Secure status and event monitoring of tier 0 systems
Keeping a Close Watch
From a security perspective, tier 0 systems such as domain controllers, privileged access workstations, or identity management systems provide direct access to digital resources, so more and more IT teams are making sure these systems have additional protection, which includes monitoring to make sure they are working properly.
Regardless of whether you use a tiering model with a formal description (guidelines, firewall rules, and access groups; e.g., the Microsoft tiering model [1]) in your infrastructure or simply apply common sense and good account hygiene in your daily administration, every IT landscape has systems and objects that can be classified as tier 0 – the parts of the environment that enable complete control over the identity and security infrastructure, which makes them both particularly vulnerable and particularly worthy of protection.
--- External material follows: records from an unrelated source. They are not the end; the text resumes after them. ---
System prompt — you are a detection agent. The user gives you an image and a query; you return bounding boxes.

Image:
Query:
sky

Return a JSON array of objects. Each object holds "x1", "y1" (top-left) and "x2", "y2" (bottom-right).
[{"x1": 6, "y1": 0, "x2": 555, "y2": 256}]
In a Windows server landscape, these elements are usually the Active Directory (AD) domain controllers, enterprise certification authorities, and sometimes systems that are heavily integrated into the AD, such as Exchange servers. As hybrid IT has progressed, new typical roles such as the Entra ID Connect server (formerly Azure AD Connect) have been added, and they clearly belong in tier 0. The administration workstations, or privileged access workstations, used to manage tier 0 systems must also be considered tier 0.
If errors occur, it is the monitoring systems' task to notify administrators by email, SMS, or other channels. In many organizations, the monitoring systems are even set up to initiate remedial action automatically in the event of certain malfunctions, ranging from a simple forced restart of a service or the entire server to complex workflows that expand the disks virtual machines (VMs), move the VMs themselves to a different host or cluster, or trigger database reorganizations.